Having released just three EP’s in 2005’s El Mark and 2011’s Coloring Book // Our Color Green in between full-length albums, the tracks contained on these two EP’s were no less influential or profound. Wondering just what kind of music inspired tracks like the viciously heavy yet dynamic hardcore bludgeoning of “You Think You’re (John Fucking Lennon)”? New York hardcore, baby.

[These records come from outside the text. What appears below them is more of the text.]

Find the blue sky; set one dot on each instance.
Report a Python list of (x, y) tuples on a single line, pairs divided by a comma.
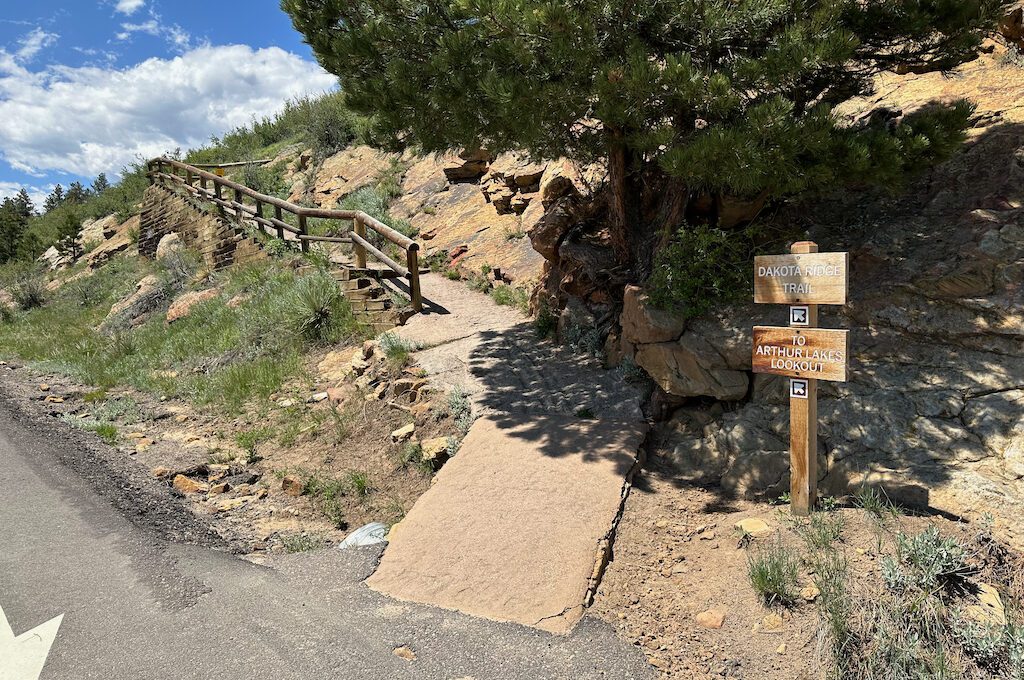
[(89, 86)]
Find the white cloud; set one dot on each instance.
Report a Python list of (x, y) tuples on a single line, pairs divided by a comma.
[(33, 43), (129, 6), (89, 120), (179, 39), (37, 194)]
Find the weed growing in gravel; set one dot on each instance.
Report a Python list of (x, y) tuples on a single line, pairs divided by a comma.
[(105, 431), (460, 409), (250, 440), (875, 502), (772, 571), (822, 529), (358, 483), (326, 495), (293, 543), (396, 349)]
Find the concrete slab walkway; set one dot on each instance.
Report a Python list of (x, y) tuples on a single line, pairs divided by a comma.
[(515, 526)]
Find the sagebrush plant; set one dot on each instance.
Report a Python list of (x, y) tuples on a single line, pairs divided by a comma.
[(773, 571)]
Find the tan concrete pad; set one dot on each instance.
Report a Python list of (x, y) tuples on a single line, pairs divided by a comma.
[(510, 529)]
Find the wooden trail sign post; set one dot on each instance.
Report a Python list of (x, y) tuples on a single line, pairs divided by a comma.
[(802, 351)]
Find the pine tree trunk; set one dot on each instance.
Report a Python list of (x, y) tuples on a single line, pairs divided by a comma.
[(624, 199)]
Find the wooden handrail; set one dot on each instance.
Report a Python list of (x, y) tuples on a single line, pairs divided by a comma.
[(360, 220)]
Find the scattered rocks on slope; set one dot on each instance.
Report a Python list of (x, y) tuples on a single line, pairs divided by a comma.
[(185, 302)]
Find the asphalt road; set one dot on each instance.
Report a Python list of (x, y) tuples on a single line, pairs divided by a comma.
[(137, 604)]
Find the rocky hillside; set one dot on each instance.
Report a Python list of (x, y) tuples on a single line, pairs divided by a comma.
[(934, 411)]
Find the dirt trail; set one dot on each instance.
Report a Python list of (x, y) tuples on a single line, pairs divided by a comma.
[(516, 525)]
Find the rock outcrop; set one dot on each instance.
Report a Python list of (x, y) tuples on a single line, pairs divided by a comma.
[(934, 408)]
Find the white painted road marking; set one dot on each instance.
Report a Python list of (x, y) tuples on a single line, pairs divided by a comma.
[(23, 657)]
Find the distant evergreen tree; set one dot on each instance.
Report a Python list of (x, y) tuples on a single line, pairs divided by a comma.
[(54, 200), (100, 184), (24, 204), (12, 224), (69, 226), (692, 103), (77, 194)]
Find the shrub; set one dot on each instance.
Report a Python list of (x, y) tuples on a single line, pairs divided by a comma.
[(701, 268), (396, 349), (267, 179), (30, 291), (772, 571), (926, 561), (318, 311)]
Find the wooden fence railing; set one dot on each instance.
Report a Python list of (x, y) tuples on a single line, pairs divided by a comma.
[(245, 203)]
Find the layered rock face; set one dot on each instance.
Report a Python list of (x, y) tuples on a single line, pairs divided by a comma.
[(934, 409)]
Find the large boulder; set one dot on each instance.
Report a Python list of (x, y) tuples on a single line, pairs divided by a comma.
[(642, 324), (185, 302), (148, 295)]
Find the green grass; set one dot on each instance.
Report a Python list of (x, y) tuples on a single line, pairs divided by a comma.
[(295, 543), (822, 529), (396, 349), (217, 356), (772, 571)]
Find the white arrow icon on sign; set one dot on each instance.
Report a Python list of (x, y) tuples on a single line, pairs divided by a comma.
[(23, 656)]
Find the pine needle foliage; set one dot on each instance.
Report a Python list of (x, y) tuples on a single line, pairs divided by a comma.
[(682, 99)]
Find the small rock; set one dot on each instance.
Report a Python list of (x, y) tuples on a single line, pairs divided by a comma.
[(810, 593), (231, 504), (771, 624), (713, 619), (435, 450), (292, 485), (403, 433), (187, 485)]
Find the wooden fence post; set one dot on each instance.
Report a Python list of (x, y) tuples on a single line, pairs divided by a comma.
[(804, 424), (357, 249), (413, 262), (280, 216), (303, 243)]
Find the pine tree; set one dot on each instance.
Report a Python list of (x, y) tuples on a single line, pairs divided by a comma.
[(100, 184), (694, 104), (54, 200), (11, 226), (77, 194), (69, 226)]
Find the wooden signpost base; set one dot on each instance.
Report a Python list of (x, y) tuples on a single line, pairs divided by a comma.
[(804, 424)]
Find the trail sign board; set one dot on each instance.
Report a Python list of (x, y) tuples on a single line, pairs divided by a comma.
[(801, 279), (806, 353), (816, 353)]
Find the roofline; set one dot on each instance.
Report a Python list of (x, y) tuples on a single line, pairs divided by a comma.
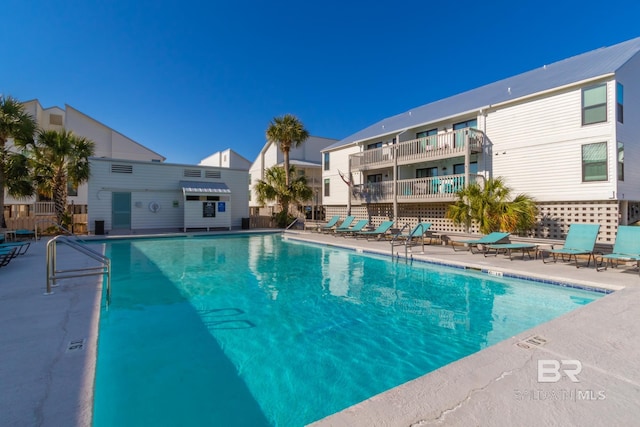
[(149, 162), (488, 106), (113, 130), (555, 89)]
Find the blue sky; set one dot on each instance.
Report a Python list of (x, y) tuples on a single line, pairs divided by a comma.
[(189, 78)]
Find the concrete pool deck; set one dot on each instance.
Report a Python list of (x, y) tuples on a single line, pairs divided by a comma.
[(48, 347)]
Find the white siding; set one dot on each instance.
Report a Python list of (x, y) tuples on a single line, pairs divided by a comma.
[(158, 182), (339, 161), (537, 147), (109, 143), (629, 132)]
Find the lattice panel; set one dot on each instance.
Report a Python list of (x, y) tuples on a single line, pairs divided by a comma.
[(554, 219)]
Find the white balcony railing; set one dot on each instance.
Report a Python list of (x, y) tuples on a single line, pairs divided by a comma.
[(444, 188), (444, 145)]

Material Control, which finally surfaced in December 2017, was more than worth the wait for long-time fans. Bass, drums, and guitar to the front, while vocalist Daryl Palumbo’s vocals were often drowned in reverb. This doesn’t necessarily sound like a great formula, but it certainly was here. Riff-heavy songs abound on Material Control – the one-two punch of “New White Extremity” and “Shira” are appropriate album openers – but it’s tracks like the adventurous yet compact “My Conscience Weighs A Ton” that contain the most urgent and dense tones of the band’s career. Then you have left-field tracks like “Bibleland 6”, which show Daryl Palumbo at his breaking point in regards to religious upbringing and hypocrisy.

Kick over the statues
You’ve prayed away one million nights
Termites choke on a splinter
The wiser saves yours and takes mine

Glassjaw, in their 25 year history, have always been about pushing the envelope – then tearing it apart on their own terms. What other band could go 15 years without releasing a full-length and remain just as relevant? The list is very small. Acknowledging Glassjaw is in a league of their own, though, isn’t tough to do.